Has any of these zombie-fied sequels, in which a new author tries to write stories about recurring characters after an author dies, succeeded on an artistic level?

Actually several of the post-Lovecraft "Cthulhu Mythos" books and stories are reasonably well-regarded. Certainly more the exception than the rule though.

But as noted above, Larsson's books are so terribly, terribly written that if the commissioned sequel rises to the level of "workmanlike competence" it will be a notable improvement.

(Hell, if they just manage to avoid having an obvious Mary-Sue as the primary viewpoint character, they'll be an improvement.)
I've been reading Winegardner's sequels/prequels to "The Godfather". He's a better writer than Puzo.
Funny, somebody had briefly listed a new novel on Amazon using John D. MacDonald's character Travis McGee. It lasted a few days before the estate found out about it.
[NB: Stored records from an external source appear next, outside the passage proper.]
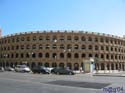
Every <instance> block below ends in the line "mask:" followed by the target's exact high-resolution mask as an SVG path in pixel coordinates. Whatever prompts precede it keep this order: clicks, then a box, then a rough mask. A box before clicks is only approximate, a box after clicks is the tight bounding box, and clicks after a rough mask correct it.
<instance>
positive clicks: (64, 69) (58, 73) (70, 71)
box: [51, 68, 75, 75]
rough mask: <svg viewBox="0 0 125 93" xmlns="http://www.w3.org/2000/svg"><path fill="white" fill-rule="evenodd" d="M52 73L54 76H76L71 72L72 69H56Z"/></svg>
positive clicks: (63, 68) (74, 73)
mask: <svg viewBox="0 0 125 93" xmlns="http://www.w3.org/2000/svg"><path fill="white" fill-rule="evenodd" d="M51 73H53V74H58V75H60V74H64V75H74V74H75V73H74V72H73V71H72V70H70V69H65V68H54V69H52V70H51Z"/></svg>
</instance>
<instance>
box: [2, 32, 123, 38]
mask: <svg viewBox="0 0 125 93" xmlns="http://www.w3.org/2000/svg"><path fill="white" fill-rule="evenodd" d="M58 32H60V33H63V32H65V33H80V34H92V35H99V36H105V37H112V38H116V39H122V40H125V38H123V37H119V36H115V35H110V34H105V33H98V32H88V31H81V30H43V31H30V32H21V33H15V34H10V35H7V36H3V37H2V38H6V37H11V36H16V35H23V34H32V33H58Z"/></svg>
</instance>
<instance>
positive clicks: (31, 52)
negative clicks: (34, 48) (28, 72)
mask: <svg viewBox="0 0 125 93" xmlns="http://www.w3.org/2000/svg"><path fill="white" fill-rule="evenodd" d="M33 54H34V53H33V52H29V57H30V61H31V59H32V55H33ZM29 65H30V68H31V62H30V63H29Z"/></svg>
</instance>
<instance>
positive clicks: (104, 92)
mask: <svg viewBox="0 0 125 93" xmlns="http://www.w3.org/2000/svg"><path fill="white" fill-rule="evenodd" d="M124 86H125V78H124V77H105V76H101V77H100V76H91V75H90V74H76V75H52V74H50V75H43V74H32V73H15V72H1V73H0V93H108V92H107V91H104V88H108V87H112V88H117V87H121V88H122V87H123V89H125V87H124ZM123 93H124V92H123Z"/></svg>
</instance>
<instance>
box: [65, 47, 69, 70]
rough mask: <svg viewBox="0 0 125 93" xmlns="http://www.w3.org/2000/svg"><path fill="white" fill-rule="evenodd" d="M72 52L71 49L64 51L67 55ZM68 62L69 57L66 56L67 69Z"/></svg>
mask: <svg viewBox="0 0 125 93" xmlns="http://www.w3.org/2000/svg"><path fill="white" fill-rule="evenodd" d="M70 51H71V49H67V50H65V49H64V53H65V54H67V53H68V52H70ZM67 61H68V57H67V56H66V68H67V63H68V62H67Z"/></svg>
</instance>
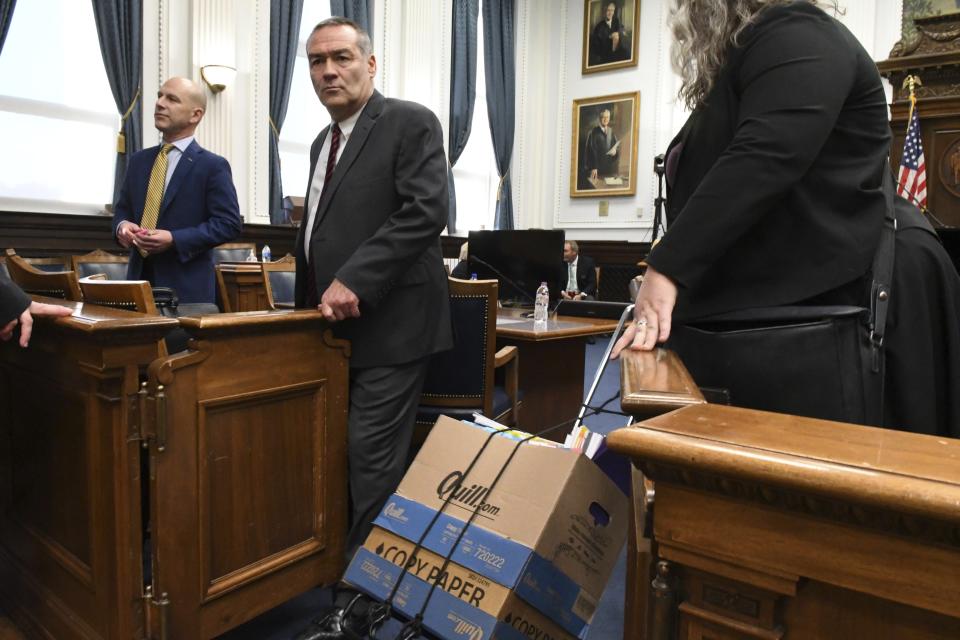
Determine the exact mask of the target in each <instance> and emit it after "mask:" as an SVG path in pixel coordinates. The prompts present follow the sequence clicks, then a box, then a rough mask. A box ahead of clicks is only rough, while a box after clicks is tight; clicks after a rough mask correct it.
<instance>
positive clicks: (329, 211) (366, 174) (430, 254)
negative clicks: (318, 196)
mask: <svg viewBox="0 0 960 640" xmlns="http://www.w3.org/2000/svg"><path fill="white" fill-rule="evenodd" d="M328 131H329V127H327V128H326V129H324V130H323V131H322V132H321V133H320V135H319V136H317V139H316V140H315V141H314V143H313V146H312V147H311V149H310V175H311V176H313V174H314V171H315V169H316V165H317V156H318V155H319V153H320V148H321V147H322V146H323V141H324V139H325V137H326V135H327V132H328ZM447 203H448V199H447V162H446V157H445V156H444V153H443V134H442V131H441V128H440V123H439V121H438V120H437V118H436V116H434V115H433V113H431V112H430V111H429V110H428V109H426V108H425V107H423V106H421V105H419V104H416V103H413V102H406V101H402V100H393V99H387V98H384V97H383V96H382V95H381V94H380V93H379V92H376V91H374V93H373V95H372V96H371V98H370V100H369V101H368V102H367V105H366V106H365V107H364V109H363V112H362V113H361V114H360V118H359V119H358V120H357V123H356V125H355V126H354V129H353V132H352V133H351V135H350V138H349V140H348V142H347V146H346V147H345V148H344V150H343V153H342V155H341V156H340V160H339V162H338V163H337V167H336V169H335V170H334V172H333V176H332V177H331V179H330V184H329V185H328V186H327V188H326V190H325V191H324V193H323V198H322V199H321V200H320V202H319V203H318V206H317V213H316V216H315V217H314V220H313V230H312V232H311V236H310V247H304V229H302V228H301V229H300V233H299V234H298V236H297V249H296V253H297V284H296V304H297V306H298V307H302V306H303V305H304V300H305V298H306V274H307V269H308V268H312V269H313V270H314V275H315V277H316V282H317V292H318V294H319V295H321V296H322V295H323V292H324V290H325V289H326V288H327V287H328V286H330V283H331V282H333V279H334V278H336V279H338V280H340V281H341V282H342V283H343V284H344V285H346V286H347V287H348V288H349V289H350V290H351V291H353V292H354V293H355V294H356V295H357V297H358V298H360V317H359V318H356V319H350V320H346V321H343V322H338V323H336V324H334V325H333V329H334V334H335V335H336V336H337V337H339V338H345V339H347V340H350V341H351V342H352V343H353V345H352V349H351V366H353V367H373V366H387V365H392V364H401V363H404V362H410V361H412V360H416V359H419V358H422V357H425V356H428V355H430V354H432V353H435V352H438V351H443V350H446V349H449V348H450V347H451V346H452V344H453V339H452V332H451V327H450V306H449V294H448V291H447V276H446V271H445V270H444V268H443V260H442V256H441V253H440V233H441V232H442V231H443V227H444V225H445V224H446V220H447ZM312 206H313V205H312V203H311V202H310V201H309V191H308V193H307V199H306V200H305V202H304V210H305V211H310V208H311V207H312ZM307 251H311V252H312V254H311V255H312V261H311V262H310V264H309V267H308V264H307V261H306V252H307Z"/></svg>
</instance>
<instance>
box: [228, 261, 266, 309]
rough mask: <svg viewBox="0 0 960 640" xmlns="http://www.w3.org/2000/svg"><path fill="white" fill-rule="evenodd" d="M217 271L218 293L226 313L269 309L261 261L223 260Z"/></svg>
mask: <svg viewBox="0 0 960 640" xmlns="http://www.w3.org/2000/svg"><path fill="white" fill-rule="evenodd" d="M216 273H217V295H218V296H219V299H220V308H221V309H223V312H224V313H234V312H238V311H266V310H267V309H269V304H268V302H267V290H266V288H265V287H264V286H263V267H262V265H261V264H260V263H259V262H221V263H220V264H218V265H217V266H216Z"/></svg>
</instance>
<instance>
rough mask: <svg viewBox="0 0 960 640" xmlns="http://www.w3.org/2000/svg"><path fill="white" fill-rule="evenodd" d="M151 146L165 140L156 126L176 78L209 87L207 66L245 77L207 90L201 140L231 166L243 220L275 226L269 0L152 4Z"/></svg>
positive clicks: (269, 2) (143, 90)
mask: <svg viewBox="0 0 960 640" xmlns="http://www.w3.org/2000/svg"><path fill="white" fill-rule="evenodd" d="M143 5H144V6H143V15H144V29H143V45H144V52H143V53H144V55H143V95H144V103H143V131H144V146H145V147H147V146H151V145H153V144H156V143H157V142H158V141H159V140H160V136H159V134H158V133H157V131H156V129H155V128H154V126H153V102H154V99H155V96H156V94H157V89H158V88H159V86H160V85H161V84H162V83H163V81H164V80H165V79H167V78H169V77H171V76H184V77H187V78H192V79H193V80H195V81H197V82H200V83H201V84H203V83H202V80H201V79H200V67H201V66H203V65H207V64H225V65H228V66H233V67H236V69H237V76H236V79H235V80H234V81H233V83H232V84H231V85H230V86H228V87H227V89H226V90H225V91H223V92H222V93H219V94H213V93H211V92H210V91H209V90H207V113H206V115H205V116H204V118H203V121H202V122H201V123H200V126H199V128H198V129H197V141H198V142H199V143H200V144H201V145H202V146H204V147H205V148H207V149H210V150H211V151H213V152H214V153H218V154H220V155H222V156H224V157H225V158H227V160H229V161H230V166H231V168H232V170H233V181H234V184H235V185H236V187H237V197H238V199H239V201H240V213H241V215H242V216H243V218H244V220H245V221H247V222H257V223H263V224H269V222H270V215H269V211H268V208H267V201H268V198H269V190H270V185H269V181H270V178H269V164H268V163H269V119H268V118H269V101H270V42H269V40H270V2H269V0H244V2H242V3H236V2H234V1H233V0H144V3H143Z"/></svg>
It was quietly and quickly removed. One fan did get a copy and said she could not get past the 10th chapter. MacDonald's estate had made it very clear there will never be any new books in that series. They feel it would be a dis-service to the memory of the writer.
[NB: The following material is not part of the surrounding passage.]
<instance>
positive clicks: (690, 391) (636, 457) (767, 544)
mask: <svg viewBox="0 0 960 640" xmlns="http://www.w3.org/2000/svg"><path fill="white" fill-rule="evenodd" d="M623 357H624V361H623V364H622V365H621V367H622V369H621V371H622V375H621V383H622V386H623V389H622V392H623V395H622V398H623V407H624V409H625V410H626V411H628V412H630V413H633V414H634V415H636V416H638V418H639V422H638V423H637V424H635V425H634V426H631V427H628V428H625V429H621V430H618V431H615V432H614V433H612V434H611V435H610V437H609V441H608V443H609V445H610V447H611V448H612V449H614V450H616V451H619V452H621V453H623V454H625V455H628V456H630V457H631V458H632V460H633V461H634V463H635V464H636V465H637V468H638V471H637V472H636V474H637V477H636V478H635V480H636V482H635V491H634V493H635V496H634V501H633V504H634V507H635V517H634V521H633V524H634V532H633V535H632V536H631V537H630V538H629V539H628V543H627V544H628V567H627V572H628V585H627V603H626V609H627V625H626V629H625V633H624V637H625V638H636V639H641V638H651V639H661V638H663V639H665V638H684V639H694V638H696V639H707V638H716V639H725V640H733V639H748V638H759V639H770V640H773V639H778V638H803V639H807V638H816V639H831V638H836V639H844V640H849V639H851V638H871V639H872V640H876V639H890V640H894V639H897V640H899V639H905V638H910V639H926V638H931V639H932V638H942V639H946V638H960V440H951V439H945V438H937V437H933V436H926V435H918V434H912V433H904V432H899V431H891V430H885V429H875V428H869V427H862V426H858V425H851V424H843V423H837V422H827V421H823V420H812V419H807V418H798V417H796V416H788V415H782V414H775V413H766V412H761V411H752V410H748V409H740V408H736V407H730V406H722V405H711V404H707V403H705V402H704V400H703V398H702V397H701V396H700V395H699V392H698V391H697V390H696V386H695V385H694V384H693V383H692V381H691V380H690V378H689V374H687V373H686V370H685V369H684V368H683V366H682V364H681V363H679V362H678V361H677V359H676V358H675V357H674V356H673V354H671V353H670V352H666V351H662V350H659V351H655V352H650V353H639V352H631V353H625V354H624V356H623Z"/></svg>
I once read a novelization of the Search for Spock. Would you have imagined that Saavik's skin smelled like pine? Me neither.
It basically takes 50 years for the author's dick to work its way fully out of the reviewer's mouth, and even then, it can be only partial. I would have waited before trying to make more profit off this dead male feminist's corpse, personally.
I can't hear the title of "The Girl With The Dragon Tattoo" without thinking of the original title "Men Who Hate Women" and how it was renamed into something dismissive and objectifying by men who hate women.
@19, does anyone ever call you "friend"?
These are always fucking bad. The Dune books by Herbert's son? Awful. The Foundation trilogy written after Asimov's death? That had some great authors doing it, and it still sucked.
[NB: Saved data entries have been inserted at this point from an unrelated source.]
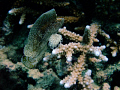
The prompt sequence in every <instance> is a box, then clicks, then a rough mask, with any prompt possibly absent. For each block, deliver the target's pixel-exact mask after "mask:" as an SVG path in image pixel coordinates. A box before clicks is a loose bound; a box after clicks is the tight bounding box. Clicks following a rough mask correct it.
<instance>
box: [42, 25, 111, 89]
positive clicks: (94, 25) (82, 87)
mask: <svg viewBox="0 0 120 90" xmlns="http://www.w3.org/2000/svg"><path fill="white" fill-rule="evenodd" d="M100 31H101V29H100V26H99V25H98V24H96V23H92V24H91V26H89V25H87V26H86V28H85V31H84V34H83V36H80V35H79V34H76V33H74V32H70V31H68V30H66V27H64V28H60V29H59V30H58V32H59V33H60V34H62V35H63V36H65V37H66V38H68V39H70V40H72V41H74V42H69V43H68V44H65V45H63V44H60V45H59V47H57V48H55V49H53V51H52V54H51V56H48V57H45V58H44V59H46V61H47V60H49V59H51V57H52V56H54V55H55V56H56V55H57V56H59V57H61V58H62V56H63V55H64V56H65V57H66V59H67V61H66V63H68V64H69V63H71V64H72V65H68V68H67V71H68V72H70V75H67V76H66V77H65V78H64V79H63V80H61V81H60V84H64V87H65V88H70V87H71V86H72V85H73V84H76V81H78V83H79V84H80V85H82V88H83V90H86V89H87V90H89V89H90V90H91V89H93V86H92V82H93V80H92V78H91V73H92V70H89V69H87V68H86V66H87V63H86V62H88V60H89V61H90V62H93V63H97V62H101V61H108V58H107V57H106V56H104V55H103V54H102V50H103V49H105V47H106V46H105V45H103V46H93V42H95V41H97V42H98V41H99V40H98V39H97V38H96V36H97V34H98V33H100ZM102 32H103V31H102ZM101 34H102V35H104V36H106V37H109V35H107V34H105V33H101ZM76 53H80V55H79V57H78V59H77V61H76V62H74V63H72V60H73V54H76ZM83 72H84V74H83Z"/></svg>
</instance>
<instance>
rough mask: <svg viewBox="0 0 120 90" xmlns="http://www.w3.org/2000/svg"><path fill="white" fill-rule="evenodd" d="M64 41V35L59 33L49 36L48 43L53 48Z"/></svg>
mask: <svg viewBox="0 0 120 90" xmlns="http://www.w3.org/2000/svg"><path fill="white" fill-rule="evenodd" d="M61 41H62V36H61V35H59V34H52V35H51V36H50V38H49V43H48V45H49V46H50V48H51V49H53V48H55V47H57V45H58V44H59V43H61Z"/></svg>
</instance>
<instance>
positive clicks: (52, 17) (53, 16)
mask: <svg viewBox="0 0 120 90" xmlns="http://www.w3.org/2000/svg"><path fill="white" fill-rule="evenodd" d="M63 23H64V19H63V18H56V12H55V9H52V10H49V11H47V12H45V13H43V14H42V15H41V16H40V17H39V18H38V19H37V20H36V21H35V23H34V25H33V27H32V28H31V30H30V32H29V35H28V42H27V44H26V45H25V47H24V55H25V57H23V58H22V62H23V64H24V65H25V66H27V67H29V68H33V67H34V66H35V65H36V64H37V63H38V61H39V60H41V59H42V58H43V55H44V52H45V51H46V49H47V42H48V39H49V37H50V36H51V35H52V34H54V33H57V31H58V29H59V28H60V27H61V26H62V24H63Z"/></svg>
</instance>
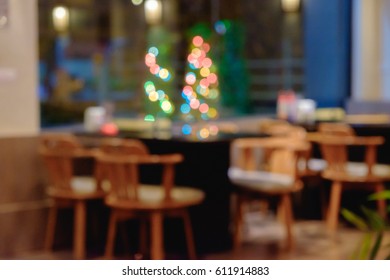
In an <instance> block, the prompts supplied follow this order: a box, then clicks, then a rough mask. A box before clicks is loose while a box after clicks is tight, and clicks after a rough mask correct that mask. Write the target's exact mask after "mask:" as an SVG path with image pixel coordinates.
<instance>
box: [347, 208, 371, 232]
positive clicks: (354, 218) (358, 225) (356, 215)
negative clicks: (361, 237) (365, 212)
mask: <svg viewBox="0 0 390 280" xmlns="http://www.w3.org/2000/svg"><path fill="white" fill-rule="evenodd" d="M341 215H343V217H344V218H345V219H346V220H347V221H348V222H350V223H351V224H353V225H354V226H356V227H357V228H358V229H360V230H368V229H369V227H368V225H367V223H366V222H365V221H364V220H363V219H362V218H360V217H359V216H358V215H356V214H355V213H353V212H351V211H349V210H348V209H342V210H341Z"/></svg>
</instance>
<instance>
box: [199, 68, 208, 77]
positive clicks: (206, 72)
mask: <svg viewBox="0 0 390 280" xmlns="http://www.w3.org/2000/svg"><path fill="white" fill-rule="evenodd" d="M200 75H201V76H202V77H207V76H208V75H210V69H209V68H204V67H203V68H202V69H200Z"/></svg>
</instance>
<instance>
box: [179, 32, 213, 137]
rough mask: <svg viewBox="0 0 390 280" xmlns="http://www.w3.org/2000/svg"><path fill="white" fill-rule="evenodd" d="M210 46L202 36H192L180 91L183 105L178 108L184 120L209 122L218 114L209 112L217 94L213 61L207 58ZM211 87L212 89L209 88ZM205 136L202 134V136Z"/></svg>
mask: <svg viewBox="0 0 390 280" xmlns="http://www.w3.org/2000/svg"><path fill="white" fill-rule="evenodd" d="M210 49H211V47H210V44H208V43H206V42H205V40H204V38H203V37H202V36H199V35H197V36H194V37H193V39H192V48H191V50H190V54H189V55H188V57H187V62H188V66H189V68H190V69H191V70H192V71H191V70H190V71H188V72H187V73H186V75H185V83H186V84H185V86H184V87H183V91H182V98H183V99H184V100H183V101H184V103H183V104H182V105H181V107H180V111H181V113H183V114H184V115H185V116H186V118H188V117H190V116H192V117H194V118H198V119H203V120H209V119H213V118H216V117H217V116H218V112H217V110H216V109H215V108H212V110H211V112H210V109H211V107H210V101H212V102H216V99H217V97H218V96H219V94H218V89H217V88H216V86H217V85H218V83H217V82H218V76H217V75H216V73H215V66H213V60H212V59H211V58H210V57H208V56H207V54H208V52H209V51H210ZM211 87H212V88H211ZM205 135H206V134H205V133H203V136H205Z"/></svg>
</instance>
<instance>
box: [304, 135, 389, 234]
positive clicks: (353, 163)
mask: <svg viewBox="0 0 390 280" xmlns="http://www.w3.org/2000/svg"><path fill="white" fill-rule="evenodd" d="M310 139H311V141H313V142H317V143H318V144H319V145H320V148H321V153H322V156H323V158H324V159H325V160H326V162H327V167H326V169H325V170H324V171H323V173H322V176H323V178H325V179H327V180H330V181H332V186H331V193H330V201H329V207H328V213H327V226H328V228H329V230H331V231H332V232H334V231H335V230H336V228H337V225H338V217H339V211H340V202H341V195H342V191H343V189H345V188H347V187H351V188H357V187H363V188H365V189H368V190H373V191H375V192H380V191H383V190H384V181H387V180H390V166H387V165H383V164H377V163H376V149H377V146H378V145H381V144H383V143H384V138H383V137H379V136H368V137H359V136H353V135H343V133H341V134H340V135H335V134H333V135H330V134H323V133H313V134H311V135H310ZM352 146H363V147H365V160H364V162H351V161H349V154H348V152H349V149H350V147H352ZM377 206H378V211H379V213H380V214H381V215H382V216H383V217H385V215H386V203H385V201H384V200H378V202H377Z"/></svg>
Stop fucking the corpse and hoping money's gonna come out.
@20 They try, but she rebuffs them all, because anyone perfect enough to be tolerable has already achieved nirvana.
20- I'm not in Slog comments to make pals. I have friends who aren't even vegan, let alone perfect! And I'm nothing but lovely and nice to them. Even though they enjoy eating tortured animal carcass and maybe even have shopped at Target.
Want to hear some even worse news? Someone's trying to fill in for P.G. Wodehouse by writing a new Jeeves & Wooster story.

Pharyngula has a post about Gazans torturing cattle (stabbing, kicking, etc.) during a religious festival, which is just shocking and nauseating so I get your point about "tortured animal carcass".
Publishers have no dignity; they have quarterly targets...and they assume that we won't sufficiently reward being dignified (generally devalued) sufficiently to allow them to get away with it.